La morte di chi ci è caro è sempre un’esperienza che ci segna: i pensieri, il dolore, le speranze suscitate rimangono indelebilmente impressi nella nostra memoria. La scomparsa di Franco, cugino dei miei genitori, mi ha fatto rivivere in modo più consapevole (ero più grande) quella di mio padre, avvenuta qualche anno prima. Un po’ per le circostanze (entrambi avevano 41 anni, entrambi se ne sono andati all’improvviso), un po’ perché Franco mi era stato più vicino in seguito alla perdita della figura paterna.

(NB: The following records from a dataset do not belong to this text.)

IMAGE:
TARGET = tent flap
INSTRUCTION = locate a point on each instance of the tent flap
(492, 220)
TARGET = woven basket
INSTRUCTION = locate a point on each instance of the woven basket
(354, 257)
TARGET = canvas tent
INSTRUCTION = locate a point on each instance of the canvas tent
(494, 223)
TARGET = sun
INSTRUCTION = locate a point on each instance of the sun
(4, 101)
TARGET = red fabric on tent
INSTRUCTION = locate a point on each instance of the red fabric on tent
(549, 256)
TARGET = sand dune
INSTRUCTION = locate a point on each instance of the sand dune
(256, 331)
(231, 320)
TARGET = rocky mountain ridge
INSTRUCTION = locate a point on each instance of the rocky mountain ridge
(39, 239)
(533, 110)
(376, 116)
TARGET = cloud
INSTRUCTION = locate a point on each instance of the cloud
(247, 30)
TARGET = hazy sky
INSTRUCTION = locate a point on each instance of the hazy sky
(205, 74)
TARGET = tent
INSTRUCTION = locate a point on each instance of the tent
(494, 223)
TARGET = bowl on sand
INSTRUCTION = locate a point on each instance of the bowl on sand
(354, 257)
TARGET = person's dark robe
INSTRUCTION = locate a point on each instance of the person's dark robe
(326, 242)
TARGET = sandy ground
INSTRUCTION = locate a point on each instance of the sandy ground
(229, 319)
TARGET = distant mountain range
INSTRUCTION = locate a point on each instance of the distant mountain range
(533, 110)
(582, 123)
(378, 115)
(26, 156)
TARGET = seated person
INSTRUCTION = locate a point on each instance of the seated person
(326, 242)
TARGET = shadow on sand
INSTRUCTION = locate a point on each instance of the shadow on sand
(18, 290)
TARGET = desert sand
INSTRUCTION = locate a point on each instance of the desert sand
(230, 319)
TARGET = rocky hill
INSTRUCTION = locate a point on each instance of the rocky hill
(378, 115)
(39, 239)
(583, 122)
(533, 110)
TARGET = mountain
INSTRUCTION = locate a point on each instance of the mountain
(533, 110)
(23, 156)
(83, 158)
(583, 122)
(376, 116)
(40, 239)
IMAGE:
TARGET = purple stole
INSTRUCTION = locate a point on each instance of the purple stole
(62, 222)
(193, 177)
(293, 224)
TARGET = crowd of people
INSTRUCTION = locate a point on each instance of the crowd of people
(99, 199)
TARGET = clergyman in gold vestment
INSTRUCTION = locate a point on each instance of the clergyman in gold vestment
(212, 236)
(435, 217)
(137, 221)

Così ho sentito il bisogno di esprimere ciò che questo evento mi aveva suscitato: i frammenti scritti allora sono stati filtrati, corretti, organizzati vari anni dopo, senza tuttavia aggiungere nulla di sostanziale. Il brano, dopo una brevissima e tranquilla introduzione, esplode all’improvviso su un accordo molto dissonante con un tema teso e agitato esposto dall’orchestra. Lo sgomento per il lutto improvviso viene espresso poi anche dalle voci soliste, anche se in modo meno teso e drammatico. La scala
tono-semitono utilizzata dà una sensazione di incertezza, di mancanza di riferimenti, dopo che già l’orchestra, col suo continuo
modulare , aveva messo a dura prova il senso tonale. L’andante mesto che segue vede l’esposizione, da parte dell’oboe, di un tema triste ed espressivo, intervallato a tratti dal ritmo di una marcia funebre e con qualche spunto contrappuntistico. L’entrata del coro sostituisce alla disperazione dei soli (“Franco è morto, non lo vedrò mai più”) la speranza che la morte non sia la parola definitiva (“Pregate per lui, angeli del cielo, portatelo con voi in paradiso”). Una speranza mesta, che non elimina la tristezza ma le dà un senso. Dopo la ripetizione dei temi dell’oboe e del coro, ritorna nella coda quello iniziale, ancora una volta drammatico e teso; nelle battute finali è invece il coro a dire l’ultima parola: speranza, eternità, paradiso. Johann Sebastian Bach era solito terminare con l’accordo maggiore i brani in tonalità minore; qui, per esprimere la luce di una speranza che tuttavia convive con la sofferenza e il dolore, è il sesto
grado della scala (e non il terzo) ad essere innalzato nel finale di un semitono. Il risultato di questo passaggio dal modo
minore a quello
dorico è come un raggio di luce che illumina il dolore, una promessa vera ma non ancora compiuta.